Originally Posted by rgtaa
Excellent review of the 70G and the 300T.
I think many of us thought if we get a LED PJ with stated 20,000-,30,000 hours on unit, that it would stay bright for a long time, just like our hdtv's do. But if at 1,000 hours you seem to suggest your 300T is not as bright as ones that don't have that much time on them. I'm thinking at 3,000 hours the 300T might be noticably dimmer than brand new unit.
Which in a way means, maybe many of us should stay with DLP and when the bulb get's 4,000 hours on them, get a New bulb to get NEW Brightness again. What can you do with LED if it has 5,000 hours on it and it's dim, you can't buy new bulb, right?
What is your thinking on this. You are pioneer in this LED area , and dedicated yourself to going the LED route with buying a few of them same model. Could you share your thoughts now that you have time with them. Did you ever own a DLP or LCD PJ?
I have a couple Ultra Sharp Dell monitors and they loose brightness. All the monitors I have loose brightness so I suspect that HDTV’s do too! The same thing happened to all my CRT monitors including my standard def TV.
At 1000 hours, I do wonder how bright it will be at 3000 hours. But the only major change I’ve noticed is the blurry start up and that could be due to my local climate. At 70 inches, it still rocks and only when I do a critical comparison do I feel like I need something new.
The problem is appreciating it at 70 inches because it is oh so easy to want it to go to a 100 or beyond. When that is done then the lack of higher brightness makes the picture come up short. But I have no trouble using it during the day. I don’t have much light control. My bedroom is 28x20 with a 12 foot cutout that would be perfect for an environment wall but nothing exists that would allow me to do that. Nothing that is quiet and easily hidden in the room setting.
I have not compared the 1000+ unit with one of lesser hours. I have my Epson hc720, two HW300Ts and the PA70G all collocated so I do intend to see how much of a difference there is.
I love the DLP picture. But I can not stand the RBE. It drives me up a wall. My units show it and one great fear is that I will reach a point where it dominates my viewing. When I setup my dual projectors on my high gain screen I was Okay for 3D.
Later in the afternoon I started watching the mini series Taken and I thought I was going to throw up. There was the constant RBE flashing. I tried to lower the output so that I could control the contrast but on a really high gain screen I COULD NOT make the picture dark enough to eliminate the RBE. I had to use the wall and even then I could barely stand watching the series.
So until DLP goes electronic (like LED or 3 chip) it is still a no go for me. The Epson’s give a good picture but they are simply not in the same league as a good DLP projector. There is a grittiness to the LCD image (I also see that in the LCOS). I simply can’t imagine buying a lamp based projector because I don’t expect lamps to be available in five years (at a reasonable cost). And when you consider what they cost now then reasonable will be astronomical.

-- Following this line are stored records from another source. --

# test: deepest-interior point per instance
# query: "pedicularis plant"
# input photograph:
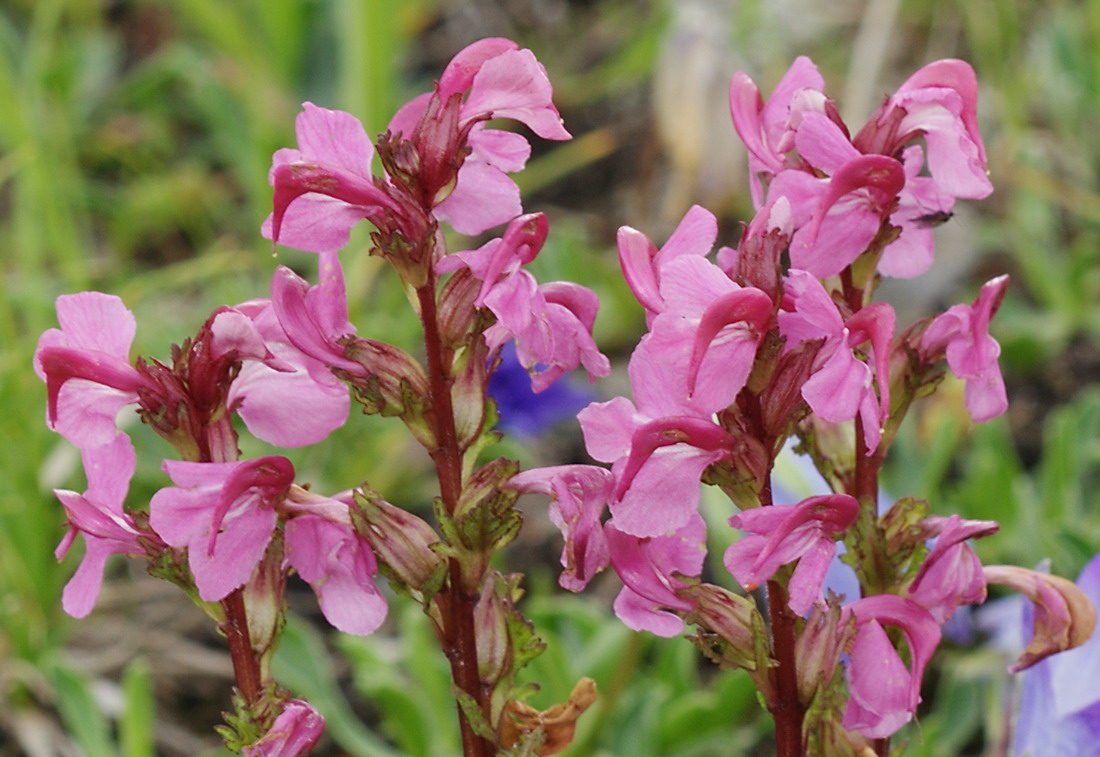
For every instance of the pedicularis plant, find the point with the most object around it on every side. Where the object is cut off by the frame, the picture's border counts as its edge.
(779, 338)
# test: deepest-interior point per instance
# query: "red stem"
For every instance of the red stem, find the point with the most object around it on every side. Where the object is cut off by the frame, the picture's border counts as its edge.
(785, 709)
(457, 604)
(245, 664)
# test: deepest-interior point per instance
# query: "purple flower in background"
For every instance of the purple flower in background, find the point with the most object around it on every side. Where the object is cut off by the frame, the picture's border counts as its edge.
(1059, 702)
(524, 412)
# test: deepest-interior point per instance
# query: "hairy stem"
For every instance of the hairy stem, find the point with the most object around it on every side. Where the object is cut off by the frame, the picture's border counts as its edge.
(245, 662)
(785, 709)
(457, 602)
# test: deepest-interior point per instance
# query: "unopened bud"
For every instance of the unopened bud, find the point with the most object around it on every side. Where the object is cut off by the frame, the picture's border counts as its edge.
(402, 541)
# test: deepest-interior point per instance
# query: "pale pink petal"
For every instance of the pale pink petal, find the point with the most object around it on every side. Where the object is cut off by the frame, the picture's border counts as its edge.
(484, 197)
(340, 567)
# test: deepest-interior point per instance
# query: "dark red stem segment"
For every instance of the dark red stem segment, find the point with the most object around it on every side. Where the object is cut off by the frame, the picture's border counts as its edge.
(785, 710)
(245, 664)
(457, 604)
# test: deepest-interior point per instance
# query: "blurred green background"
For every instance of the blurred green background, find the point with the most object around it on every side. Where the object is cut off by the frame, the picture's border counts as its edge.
(135, 138)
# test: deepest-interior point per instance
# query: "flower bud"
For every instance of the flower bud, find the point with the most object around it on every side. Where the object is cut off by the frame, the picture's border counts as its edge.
(730, 617)
(402, 541)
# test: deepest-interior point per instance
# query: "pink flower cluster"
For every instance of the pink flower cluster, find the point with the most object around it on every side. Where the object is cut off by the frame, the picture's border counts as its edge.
(780, 338)
(231, 530)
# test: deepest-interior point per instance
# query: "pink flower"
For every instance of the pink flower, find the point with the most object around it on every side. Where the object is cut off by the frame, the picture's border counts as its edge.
(768, 129)
(223, 513)
(332, 558)
(290, 398)
(963, 335)
(950, 573)
(99, 516)
(939, 103)
(642, 262)
(580, 494)
(498, 80)
(846, 212)
(782, 534)
(325, 186)
(882, 692)
(842, 384)
(702, 347)
(648, 568)
(87, 370)
(657, 463)
(293, 734)
(550, 322)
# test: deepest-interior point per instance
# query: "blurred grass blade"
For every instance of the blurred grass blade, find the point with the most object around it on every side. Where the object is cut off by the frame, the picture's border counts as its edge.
(80, 714)
(136, 722)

As far as bulb life, that is another reason I went with LED. No manufacturer guarantees their lamps for hours of use. Instead they only guarantee the lamp will be okay for a certain period of time. The time is usually ninety days. These estimates of 2000, 3000, up to 5000 hours are marketing gimmicks.

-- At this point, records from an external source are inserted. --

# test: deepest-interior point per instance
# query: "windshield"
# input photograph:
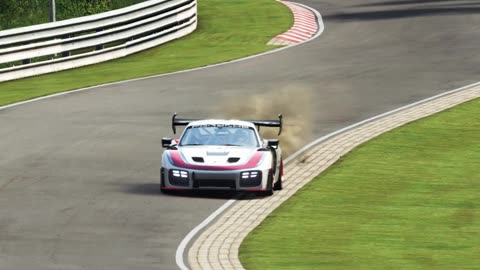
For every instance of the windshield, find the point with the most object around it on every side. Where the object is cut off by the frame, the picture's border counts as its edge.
(230, 135)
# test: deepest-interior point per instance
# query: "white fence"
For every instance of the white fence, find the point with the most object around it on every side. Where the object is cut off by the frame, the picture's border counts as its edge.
(50, 47)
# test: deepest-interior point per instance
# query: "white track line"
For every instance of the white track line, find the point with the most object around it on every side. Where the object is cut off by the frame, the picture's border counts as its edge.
(181, 248)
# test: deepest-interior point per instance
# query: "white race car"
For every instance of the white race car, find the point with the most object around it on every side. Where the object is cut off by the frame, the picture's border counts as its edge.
(222, 155)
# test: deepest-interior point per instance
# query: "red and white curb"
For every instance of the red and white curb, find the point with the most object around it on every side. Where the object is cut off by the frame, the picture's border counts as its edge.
(217, 247)
(304, 27)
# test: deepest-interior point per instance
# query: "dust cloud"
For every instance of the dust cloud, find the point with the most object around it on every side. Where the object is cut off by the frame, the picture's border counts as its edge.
(294, 103)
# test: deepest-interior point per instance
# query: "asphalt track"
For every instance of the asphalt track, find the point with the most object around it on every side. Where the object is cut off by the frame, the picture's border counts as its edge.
(79, 173)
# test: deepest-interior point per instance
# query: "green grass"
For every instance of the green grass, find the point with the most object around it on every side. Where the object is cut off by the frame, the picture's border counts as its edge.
(227, 30)
(409, 199)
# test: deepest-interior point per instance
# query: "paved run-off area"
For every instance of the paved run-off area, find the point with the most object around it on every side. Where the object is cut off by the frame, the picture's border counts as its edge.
(218, 246)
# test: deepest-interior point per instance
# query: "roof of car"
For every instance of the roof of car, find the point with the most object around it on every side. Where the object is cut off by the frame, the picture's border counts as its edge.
(221, 122)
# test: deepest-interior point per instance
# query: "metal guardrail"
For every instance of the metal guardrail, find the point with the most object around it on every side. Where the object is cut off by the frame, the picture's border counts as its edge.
(50, 47)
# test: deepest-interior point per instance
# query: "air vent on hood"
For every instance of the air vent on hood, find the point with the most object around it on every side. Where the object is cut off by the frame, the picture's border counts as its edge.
(197, 159)
(233, 160)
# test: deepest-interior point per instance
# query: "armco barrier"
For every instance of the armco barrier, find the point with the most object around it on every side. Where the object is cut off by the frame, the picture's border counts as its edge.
(50, 47)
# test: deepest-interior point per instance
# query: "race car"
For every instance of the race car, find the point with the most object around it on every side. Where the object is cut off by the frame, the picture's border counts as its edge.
(215, 154)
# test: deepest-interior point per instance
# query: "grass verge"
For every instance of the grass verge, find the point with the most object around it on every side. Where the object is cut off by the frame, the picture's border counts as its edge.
(408, 199)
(227, 30)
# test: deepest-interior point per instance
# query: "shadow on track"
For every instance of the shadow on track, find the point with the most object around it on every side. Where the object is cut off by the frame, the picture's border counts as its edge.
(417, 9)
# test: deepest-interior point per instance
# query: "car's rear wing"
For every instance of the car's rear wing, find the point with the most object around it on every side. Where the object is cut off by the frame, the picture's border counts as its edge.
(258, 123)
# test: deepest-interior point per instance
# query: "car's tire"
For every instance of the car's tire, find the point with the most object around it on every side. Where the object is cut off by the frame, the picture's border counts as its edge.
(266, 193)
(278, 184)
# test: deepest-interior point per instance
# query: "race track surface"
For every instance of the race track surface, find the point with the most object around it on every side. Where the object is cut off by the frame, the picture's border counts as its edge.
(79, 173)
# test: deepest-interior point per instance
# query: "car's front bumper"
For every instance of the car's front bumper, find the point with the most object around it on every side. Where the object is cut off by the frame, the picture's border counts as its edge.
(216, 180)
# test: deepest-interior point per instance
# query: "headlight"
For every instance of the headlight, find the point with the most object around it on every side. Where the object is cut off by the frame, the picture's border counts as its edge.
(178, 178)
(252, 174)
(250, 179)
(179, 173)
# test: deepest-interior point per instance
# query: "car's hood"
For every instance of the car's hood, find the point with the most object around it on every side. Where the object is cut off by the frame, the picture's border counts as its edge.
(217, 155)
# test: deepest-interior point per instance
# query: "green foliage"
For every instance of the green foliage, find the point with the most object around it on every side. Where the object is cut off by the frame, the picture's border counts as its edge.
(17, 13)
(408, 199)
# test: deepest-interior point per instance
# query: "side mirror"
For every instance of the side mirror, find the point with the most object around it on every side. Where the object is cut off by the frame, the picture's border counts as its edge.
(166, 142)
(272, 143)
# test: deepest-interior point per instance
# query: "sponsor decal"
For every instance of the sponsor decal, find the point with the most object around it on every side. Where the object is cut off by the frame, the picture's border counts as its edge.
(179, 161)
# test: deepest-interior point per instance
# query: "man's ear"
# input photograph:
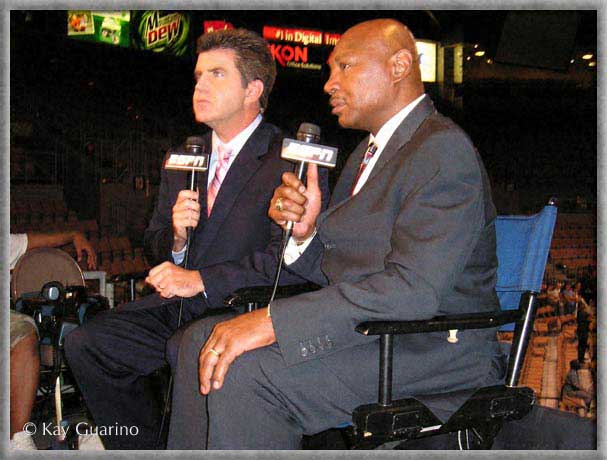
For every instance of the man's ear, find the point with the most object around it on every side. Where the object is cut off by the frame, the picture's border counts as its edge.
(402, 64)
(254, 90)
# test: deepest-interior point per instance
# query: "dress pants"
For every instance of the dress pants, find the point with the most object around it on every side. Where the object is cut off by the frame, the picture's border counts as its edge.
(263, 404)
(112, 356)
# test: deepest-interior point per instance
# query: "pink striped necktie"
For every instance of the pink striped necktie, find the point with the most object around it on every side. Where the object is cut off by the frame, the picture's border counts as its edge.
(371, 149)
(223, 161)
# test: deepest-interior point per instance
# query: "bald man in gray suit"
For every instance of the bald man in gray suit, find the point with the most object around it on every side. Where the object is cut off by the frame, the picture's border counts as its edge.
(409, 234)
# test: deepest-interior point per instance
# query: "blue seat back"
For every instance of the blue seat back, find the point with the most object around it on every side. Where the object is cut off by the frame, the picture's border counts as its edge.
(523, 243)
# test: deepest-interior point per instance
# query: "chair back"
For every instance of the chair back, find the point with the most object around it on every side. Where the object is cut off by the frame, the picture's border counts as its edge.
(41, 265)
(523, 243)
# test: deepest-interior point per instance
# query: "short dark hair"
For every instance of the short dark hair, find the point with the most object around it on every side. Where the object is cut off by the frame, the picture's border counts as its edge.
(253, 58)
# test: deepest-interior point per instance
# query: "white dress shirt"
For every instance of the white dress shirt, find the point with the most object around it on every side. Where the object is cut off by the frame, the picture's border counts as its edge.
(236, 144)
(294, 250)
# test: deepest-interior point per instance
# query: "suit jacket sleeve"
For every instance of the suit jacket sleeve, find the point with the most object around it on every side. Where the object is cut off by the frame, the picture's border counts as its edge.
(436, 221)
(257, 268)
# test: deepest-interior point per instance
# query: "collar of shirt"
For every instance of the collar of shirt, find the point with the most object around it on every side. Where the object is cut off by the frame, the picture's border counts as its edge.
(383, 136)
(235, 144)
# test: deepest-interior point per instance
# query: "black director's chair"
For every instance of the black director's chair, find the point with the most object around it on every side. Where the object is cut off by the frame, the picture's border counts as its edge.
(523, 243)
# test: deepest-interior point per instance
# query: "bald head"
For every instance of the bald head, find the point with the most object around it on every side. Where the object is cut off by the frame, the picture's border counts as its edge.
(388, 34)
(374, 73)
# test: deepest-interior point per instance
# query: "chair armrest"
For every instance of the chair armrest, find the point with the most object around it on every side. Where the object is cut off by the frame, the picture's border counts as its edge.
(440, 323)
(127, 277)
(261, 294)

What is worse than that is no reviewer gives a wear curve for the lamps. Since brightness is important it would be nice to know just how much brightness that new 300 dollar lamp has lost in a month. In other words, in an ideal situation you would get a true 2000 lumen replacement bulb that actually gives you 2000 lumens when it is installed.

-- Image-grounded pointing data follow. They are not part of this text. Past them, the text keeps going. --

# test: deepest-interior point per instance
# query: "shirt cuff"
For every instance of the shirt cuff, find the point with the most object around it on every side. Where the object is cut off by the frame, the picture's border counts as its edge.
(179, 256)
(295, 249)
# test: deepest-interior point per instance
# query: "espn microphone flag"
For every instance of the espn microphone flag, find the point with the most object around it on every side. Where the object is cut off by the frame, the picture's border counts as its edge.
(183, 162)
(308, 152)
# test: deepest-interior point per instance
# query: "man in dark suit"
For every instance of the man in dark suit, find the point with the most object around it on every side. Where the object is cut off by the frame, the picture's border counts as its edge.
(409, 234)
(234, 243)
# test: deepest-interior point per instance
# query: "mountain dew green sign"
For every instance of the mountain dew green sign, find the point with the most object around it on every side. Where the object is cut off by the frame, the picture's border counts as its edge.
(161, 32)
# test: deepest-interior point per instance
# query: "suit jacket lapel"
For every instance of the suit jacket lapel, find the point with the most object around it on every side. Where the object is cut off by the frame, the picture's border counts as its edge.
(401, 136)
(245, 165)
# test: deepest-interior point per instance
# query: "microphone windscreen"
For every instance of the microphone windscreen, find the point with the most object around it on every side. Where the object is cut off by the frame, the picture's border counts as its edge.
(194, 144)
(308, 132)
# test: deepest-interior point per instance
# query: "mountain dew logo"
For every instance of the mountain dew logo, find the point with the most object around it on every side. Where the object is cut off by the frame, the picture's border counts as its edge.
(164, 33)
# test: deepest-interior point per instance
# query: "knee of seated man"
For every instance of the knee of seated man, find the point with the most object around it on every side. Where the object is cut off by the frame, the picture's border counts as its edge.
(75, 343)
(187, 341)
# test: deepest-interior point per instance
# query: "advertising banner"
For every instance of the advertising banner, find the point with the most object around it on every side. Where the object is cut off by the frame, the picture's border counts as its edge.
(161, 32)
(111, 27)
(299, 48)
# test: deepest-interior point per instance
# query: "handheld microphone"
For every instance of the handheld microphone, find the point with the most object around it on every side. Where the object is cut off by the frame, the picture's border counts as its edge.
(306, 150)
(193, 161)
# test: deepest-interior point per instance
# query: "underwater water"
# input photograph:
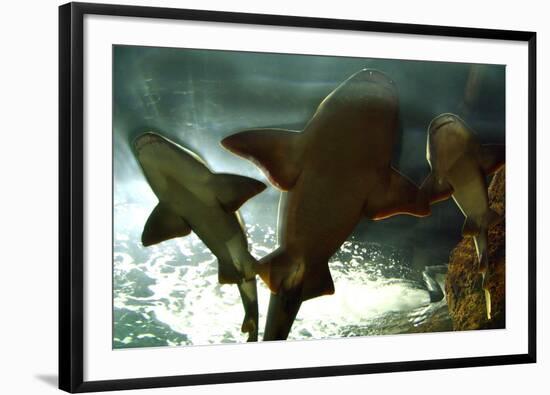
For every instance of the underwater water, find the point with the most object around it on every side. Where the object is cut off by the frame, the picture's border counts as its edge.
(168, 294)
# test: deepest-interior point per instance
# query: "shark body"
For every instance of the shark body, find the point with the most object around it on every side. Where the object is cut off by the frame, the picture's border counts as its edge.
(459, 168)
(335, 172)
(193, 198)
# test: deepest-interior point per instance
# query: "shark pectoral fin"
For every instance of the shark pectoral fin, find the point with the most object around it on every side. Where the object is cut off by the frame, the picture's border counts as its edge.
(275, 151)
(470, 228)
(401, 196)
(317, 283)
(491, 157)
(279, 271)
(434, 190)
(163, 224)
(492, 217)
(233, 190)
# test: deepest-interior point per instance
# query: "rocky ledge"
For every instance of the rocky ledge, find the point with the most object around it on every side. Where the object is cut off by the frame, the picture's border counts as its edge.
(466, 304)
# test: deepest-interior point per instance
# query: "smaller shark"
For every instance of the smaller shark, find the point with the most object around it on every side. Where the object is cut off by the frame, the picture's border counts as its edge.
(193, 198)
(460, 166)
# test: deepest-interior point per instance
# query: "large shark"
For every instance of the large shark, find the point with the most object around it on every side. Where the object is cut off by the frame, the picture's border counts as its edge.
(459, 168)
(336, 171)
(193, 198)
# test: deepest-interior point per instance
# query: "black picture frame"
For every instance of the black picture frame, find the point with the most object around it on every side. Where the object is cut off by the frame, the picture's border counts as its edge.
(71, 196)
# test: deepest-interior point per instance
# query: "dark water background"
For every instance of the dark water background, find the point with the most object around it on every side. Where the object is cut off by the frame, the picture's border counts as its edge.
(168, 294)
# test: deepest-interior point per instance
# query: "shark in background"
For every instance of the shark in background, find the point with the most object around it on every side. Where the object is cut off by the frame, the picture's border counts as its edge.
(193, 198)
(335, 172)
(460, 166)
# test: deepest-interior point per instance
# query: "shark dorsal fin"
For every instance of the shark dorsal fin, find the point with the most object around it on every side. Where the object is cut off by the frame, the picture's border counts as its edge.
(491, 157)
(275, 151)
(233, 190)
(163, 225)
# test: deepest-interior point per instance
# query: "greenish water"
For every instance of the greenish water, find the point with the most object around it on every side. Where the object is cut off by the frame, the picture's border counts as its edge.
(168, 294)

But what is the output in a week, a month or six months. We know that lamps loose output but it would be nice to know when they reach that half way point. Our eyes are so forgiving that we could watch a 500 lumen output from that 2000 lumen projector and still be happy. Because if the choice is to spend another 300 dollars or watch a dimmer picture. Then the dimmer picture will win.
I would take a dim (relative) LED at 5000 hours over a lamp projector because we know that the output of the lamp with be virtually useless at 5000 hours. The cost of replacing lamps for my Epson projectors equaled the cost of the HW300T. The Epson has a better picture but the HW300T is a complete media solution that I can use almost any where. Once the picture starts on the HW300T, I have no problem feeling like I am in a commercial theatre and most of the time the picture seems better.